The Telegraph has reported this week that US states are being told to prepare for the potential roll-out of a Covid-19 vaccine in November, just two days before the presidential election.
In a letter, the US Centers for Disease Control & Prevention [CDC] have asked state governments to resolve red tape issues that could impede making a network of vaccine distribution centers “fully operational by November 1, 2020”.
The US presidential election is due to take place on November 3, and the close proximity of the two dates has raised concerns that President Trump’s administration is looking to fast-track the roll-out of a working vaccine before US citizens head to the polls.
The US has registered over six million Covid-19 cases throughout the pandemic, with 185,000 deaths, prompting backlash over the Trump administration’s handling of the crisis.
In the letter dated August 27, CDC chief Robert Redfield wrote: "The normal time required to obtain...permits presents a significant barrier to the success of this urgent public health program.
"CDC urgently requests your assistance in expediting applications for these distribution facilities."
Three possible vaccines are currently in Phase Three of their clinical trials. One is being developed by a partnership of AstraZeneca and the University of Oxford in the UK, and another is being developed by Moderna in collaboration with the US National Institutes of Health.
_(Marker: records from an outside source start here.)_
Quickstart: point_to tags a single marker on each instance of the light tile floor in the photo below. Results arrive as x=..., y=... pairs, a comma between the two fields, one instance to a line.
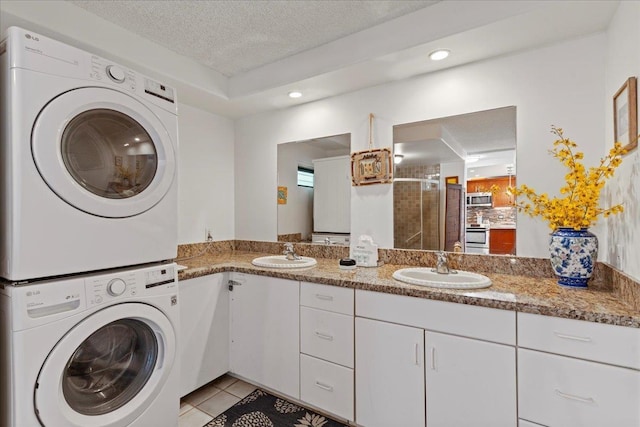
x=209, y=401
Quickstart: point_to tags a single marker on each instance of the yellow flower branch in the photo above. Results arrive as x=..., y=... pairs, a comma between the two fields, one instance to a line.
x=579, y=208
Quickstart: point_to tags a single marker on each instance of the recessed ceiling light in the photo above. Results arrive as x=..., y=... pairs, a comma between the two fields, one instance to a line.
x=439, y=54
x=472, y=158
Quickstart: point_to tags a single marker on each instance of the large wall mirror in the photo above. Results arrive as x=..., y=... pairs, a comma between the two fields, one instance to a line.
x=314, y=190
x=451, y=183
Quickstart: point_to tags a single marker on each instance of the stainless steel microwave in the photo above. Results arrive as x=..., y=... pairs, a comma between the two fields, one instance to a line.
x=479, y=199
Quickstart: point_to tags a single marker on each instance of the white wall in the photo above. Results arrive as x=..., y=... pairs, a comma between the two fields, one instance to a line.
x=622, y=248
x=206, y=189
x=560, y=85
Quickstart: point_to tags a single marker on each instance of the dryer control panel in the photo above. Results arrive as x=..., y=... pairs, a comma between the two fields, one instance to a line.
x=31, y=51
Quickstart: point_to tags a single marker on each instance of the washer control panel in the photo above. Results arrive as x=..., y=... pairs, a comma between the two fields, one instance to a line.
x=129, y=284
x=106, y=288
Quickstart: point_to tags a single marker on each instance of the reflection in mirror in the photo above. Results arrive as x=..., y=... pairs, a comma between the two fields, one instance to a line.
x=436, y=163
x=314, y=190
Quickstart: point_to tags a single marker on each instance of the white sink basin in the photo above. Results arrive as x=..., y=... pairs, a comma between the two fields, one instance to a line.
x=424, y=276
x=281, y=261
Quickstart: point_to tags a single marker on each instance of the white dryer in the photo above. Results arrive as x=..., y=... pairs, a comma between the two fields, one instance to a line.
x=88, y=156
x=91, y=351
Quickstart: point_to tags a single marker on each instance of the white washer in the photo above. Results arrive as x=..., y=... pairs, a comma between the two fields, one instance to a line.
x=91, y=351
x=88, y=159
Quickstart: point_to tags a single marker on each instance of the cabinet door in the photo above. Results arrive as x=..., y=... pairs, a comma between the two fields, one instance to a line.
x=265, y=332
x=469, y=382
x=389, y=374
x=204, y=331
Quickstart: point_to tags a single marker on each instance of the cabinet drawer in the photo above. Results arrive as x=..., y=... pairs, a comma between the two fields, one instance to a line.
x=483, y=323
x=326, y=297
x=327, y=386
x=327, y=335
x=560, y=391
x=617, y=345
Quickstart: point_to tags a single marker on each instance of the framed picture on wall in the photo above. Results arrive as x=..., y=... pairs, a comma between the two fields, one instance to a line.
x=625, y=115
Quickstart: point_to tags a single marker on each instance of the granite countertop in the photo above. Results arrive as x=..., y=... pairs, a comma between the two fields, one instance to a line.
x=508, y=292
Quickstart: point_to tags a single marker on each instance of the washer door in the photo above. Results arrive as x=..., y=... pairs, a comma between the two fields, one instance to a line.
x=107, y=369
x=103, y=152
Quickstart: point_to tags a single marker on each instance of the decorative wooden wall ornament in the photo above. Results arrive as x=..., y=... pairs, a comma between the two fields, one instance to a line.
x=372, y=166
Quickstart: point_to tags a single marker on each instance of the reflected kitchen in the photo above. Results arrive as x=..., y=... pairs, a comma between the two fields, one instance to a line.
x=451, y=183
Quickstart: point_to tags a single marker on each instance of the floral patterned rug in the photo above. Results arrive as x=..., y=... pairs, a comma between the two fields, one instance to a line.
x=261, y=409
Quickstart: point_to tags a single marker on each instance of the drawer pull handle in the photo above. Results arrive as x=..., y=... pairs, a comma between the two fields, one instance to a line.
x=572, y=337
x=574, y=397
x=324, y=336
x=324, y=386
x=433, y=359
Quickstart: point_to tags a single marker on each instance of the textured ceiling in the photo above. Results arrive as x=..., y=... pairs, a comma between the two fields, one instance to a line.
x=232, y=37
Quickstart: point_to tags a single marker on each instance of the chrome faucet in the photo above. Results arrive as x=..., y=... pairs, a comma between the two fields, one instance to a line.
x=442, y=266
x=290, y=252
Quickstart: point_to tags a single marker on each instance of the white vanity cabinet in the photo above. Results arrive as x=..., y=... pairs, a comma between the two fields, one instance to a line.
x=326, y=348
x=575, y=373
x=464, y=356
x=265, y=331
x=389, y=374
x=469, y=382
x=204, y=330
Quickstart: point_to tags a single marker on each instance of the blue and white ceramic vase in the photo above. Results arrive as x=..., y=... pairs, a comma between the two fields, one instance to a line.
x=573, y=255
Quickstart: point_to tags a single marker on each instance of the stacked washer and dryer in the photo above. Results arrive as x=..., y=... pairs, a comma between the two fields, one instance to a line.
x=88, y=219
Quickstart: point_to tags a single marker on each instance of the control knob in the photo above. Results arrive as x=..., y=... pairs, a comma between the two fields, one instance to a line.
x=116, y=287
x=115, y=73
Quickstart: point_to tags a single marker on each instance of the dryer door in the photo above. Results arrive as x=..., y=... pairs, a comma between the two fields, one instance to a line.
x=108, y=369
x=103, y=152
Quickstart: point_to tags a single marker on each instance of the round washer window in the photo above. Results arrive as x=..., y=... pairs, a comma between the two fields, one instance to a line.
x=110, y=367
x=109, y=153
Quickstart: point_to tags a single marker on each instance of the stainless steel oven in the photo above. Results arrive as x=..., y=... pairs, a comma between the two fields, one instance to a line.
x=477, y=239
x=480, y=199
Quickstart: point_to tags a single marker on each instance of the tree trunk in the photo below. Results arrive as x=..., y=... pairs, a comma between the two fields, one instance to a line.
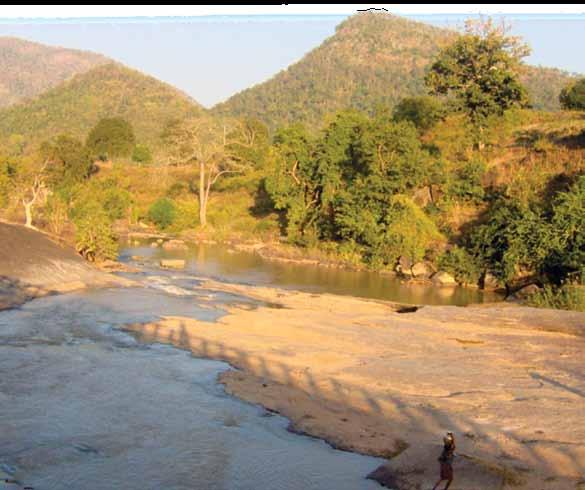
x=202, y=196
x=28, y=213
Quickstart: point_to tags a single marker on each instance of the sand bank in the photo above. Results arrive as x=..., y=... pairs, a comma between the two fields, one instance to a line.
x=384, y=380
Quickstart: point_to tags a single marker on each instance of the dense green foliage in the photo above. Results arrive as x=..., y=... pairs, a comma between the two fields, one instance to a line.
x=479, y=71
x=162, y=213
x=111, y=137
x=349, y=185
x=373, y=59
x=573, y=96
x=94, y=238
x=28, y=69
x=69, y=161
x=141, y=154
x=397, y=181
x=548, y=239
x=111, y=91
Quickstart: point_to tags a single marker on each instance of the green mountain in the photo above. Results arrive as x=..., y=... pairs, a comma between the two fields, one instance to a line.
x=111, y=90
x=28, y=69
x=372, y=59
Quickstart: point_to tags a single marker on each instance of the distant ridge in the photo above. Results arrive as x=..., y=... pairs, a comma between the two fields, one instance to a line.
x=109, y=90
x=374, y=58
x=27, y=68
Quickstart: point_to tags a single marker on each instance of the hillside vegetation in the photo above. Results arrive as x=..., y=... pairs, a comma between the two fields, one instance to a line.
x=372, y=59
x=28, y=69
x=77, y=105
A partnership of Pfizer and BioNTech is developing the other.
It would normally take months for test administrators to verify that a vaccine works and is safe for use following extensive trials. However, the US Food and Drug Administration [FDA] has suggested that a vaccine could be given emergency authorisation before trials are completed.
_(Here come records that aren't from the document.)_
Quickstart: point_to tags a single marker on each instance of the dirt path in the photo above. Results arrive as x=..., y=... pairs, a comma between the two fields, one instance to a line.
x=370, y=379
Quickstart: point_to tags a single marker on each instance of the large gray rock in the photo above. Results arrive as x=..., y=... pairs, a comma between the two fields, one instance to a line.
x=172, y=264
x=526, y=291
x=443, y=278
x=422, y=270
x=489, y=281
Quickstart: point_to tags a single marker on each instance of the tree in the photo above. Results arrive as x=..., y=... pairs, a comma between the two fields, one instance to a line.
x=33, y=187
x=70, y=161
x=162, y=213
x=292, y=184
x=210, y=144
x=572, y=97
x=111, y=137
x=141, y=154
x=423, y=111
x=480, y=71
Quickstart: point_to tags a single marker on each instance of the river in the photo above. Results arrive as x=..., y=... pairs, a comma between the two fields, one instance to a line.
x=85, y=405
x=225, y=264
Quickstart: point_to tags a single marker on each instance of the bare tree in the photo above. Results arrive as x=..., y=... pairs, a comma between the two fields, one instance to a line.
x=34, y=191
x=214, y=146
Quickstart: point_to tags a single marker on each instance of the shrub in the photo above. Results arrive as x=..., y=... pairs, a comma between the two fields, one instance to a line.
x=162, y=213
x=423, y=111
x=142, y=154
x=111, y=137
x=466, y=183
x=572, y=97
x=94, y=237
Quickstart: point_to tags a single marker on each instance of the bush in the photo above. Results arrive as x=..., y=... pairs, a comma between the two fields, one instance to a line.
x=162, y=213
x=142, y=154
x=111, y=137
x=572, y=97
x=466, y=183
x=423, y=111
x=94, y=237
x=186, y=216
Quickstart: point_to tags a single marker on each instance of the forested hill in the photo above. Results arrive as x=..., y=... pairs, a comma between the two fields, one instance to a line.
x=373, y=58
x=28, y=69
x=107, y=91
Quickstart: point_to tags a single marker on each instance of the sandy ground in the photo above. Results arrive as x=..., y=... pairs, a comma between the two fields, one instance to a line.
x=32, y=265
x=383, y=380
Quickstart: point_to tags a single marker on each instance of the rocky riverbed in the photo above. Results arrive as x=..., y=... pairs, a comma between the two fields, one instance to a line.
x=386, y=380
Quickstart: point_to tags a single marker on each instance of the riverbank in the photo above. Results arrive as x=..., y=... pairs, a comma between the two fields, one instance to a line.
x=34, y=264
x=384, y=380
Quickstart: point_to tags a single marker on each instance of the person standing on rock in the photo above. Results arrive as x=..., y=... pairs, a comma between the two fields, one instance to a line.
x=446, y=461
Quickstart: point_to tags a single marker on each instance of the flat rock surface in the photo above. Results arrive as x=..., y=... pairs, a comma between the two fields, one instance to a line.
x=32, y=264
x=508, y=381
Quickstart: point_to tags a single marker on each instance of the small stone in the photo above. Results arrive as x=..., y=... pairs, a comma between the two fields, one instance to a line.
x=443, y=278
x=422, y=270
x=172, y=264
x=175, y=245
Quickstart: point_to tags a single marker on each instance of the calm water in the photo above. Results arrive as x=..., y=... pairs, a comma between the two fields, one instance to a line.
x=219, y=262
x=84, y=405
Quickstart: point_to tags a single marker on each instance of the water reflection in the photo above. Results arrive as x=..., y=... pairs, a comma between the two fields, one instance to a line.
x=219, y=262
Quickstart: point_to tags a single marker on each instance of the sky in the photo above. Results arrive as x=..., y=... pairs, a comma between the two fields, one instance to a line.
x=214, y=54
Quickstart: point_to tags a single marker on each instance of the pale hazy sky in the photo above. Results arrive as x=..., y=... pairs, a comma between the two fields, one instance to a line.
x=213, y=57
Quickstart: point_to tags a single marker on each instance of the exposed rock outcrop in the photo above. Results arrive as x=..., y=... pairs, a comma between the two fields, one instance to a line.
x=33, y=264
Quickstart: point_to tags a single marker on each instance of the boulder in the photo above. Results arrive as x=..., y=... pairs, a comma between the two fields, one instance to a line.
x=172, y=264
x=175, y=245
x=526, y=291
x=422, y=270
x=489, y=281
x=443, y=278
The move has been greeted by speculation that the body is being pressured by the president, who has previously said that a vaccine could be delivered before election day.
The FDA’s head Stephen Hahn has denied that he is being pressured by the government to approve any vaccine ahead of time, stressing that the choice to authorise any vaccine will be purely a “science, medicine, data decision”.
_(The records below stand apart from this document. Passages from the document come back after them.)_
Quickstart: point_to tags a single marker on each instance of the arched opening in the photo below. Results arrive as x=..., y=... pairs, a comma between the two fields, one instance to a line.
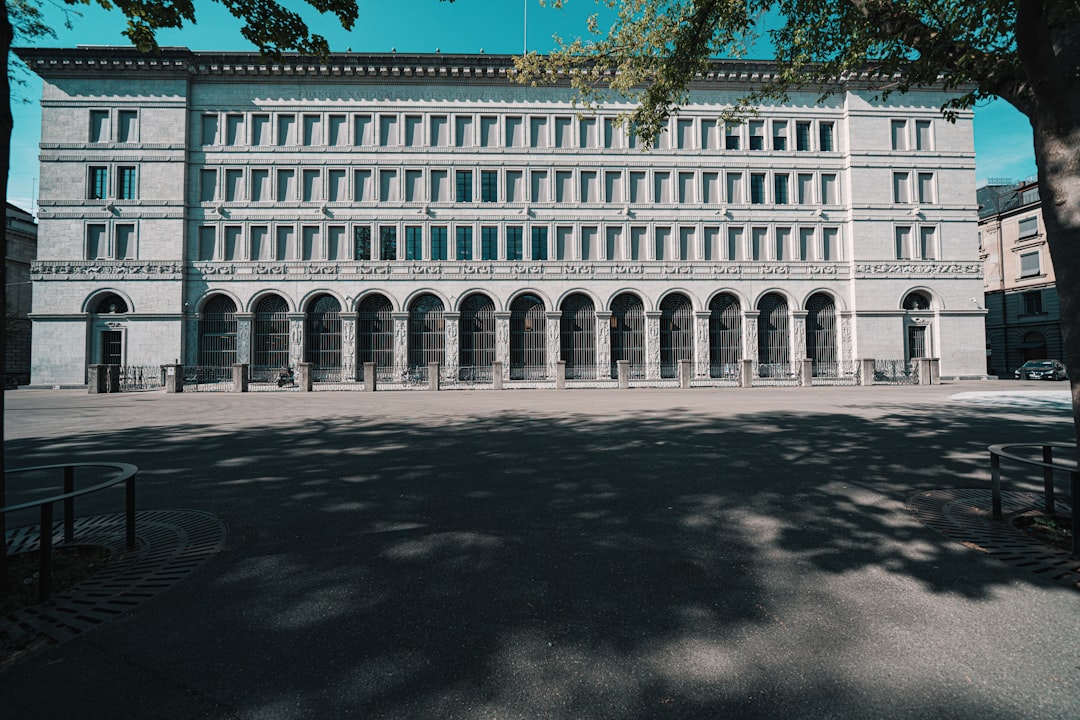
x=676, y=334
x=725, y=337
x=773, y=351
x=527, y=339
x=577, y=331
x=270, y=338
x=821, y=336
x=628, y=335
x=427, y=334
x=322, y=338
x=375, y=335
x=476, y=338
x=217, y=337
The New York Times has reported that priority for any authorised vaccine will go to essential workers, national security officials, the elderly, and members of vulnerable racial and ethnic groups.
Leadership in History
On this day in 1997, the world mourned the death of Mother Teresa, who passed away at the age of 87.
The Nobel Peace Prize winner who made helping the ill and poor her life’s work died of a heart attack at the headquarters of the Missionaries of Charity in Calcutta, shortly before 17:00 BST. She had suffered from ill health for several years.
By the time she died, the order which Mother Teresa had run was established in 130 countries and treated around four million sick people every year, as well as caring for 7,000 children.
A week later, the route of her funeral procession in Calcutta was lined with tens of thousands of mourners.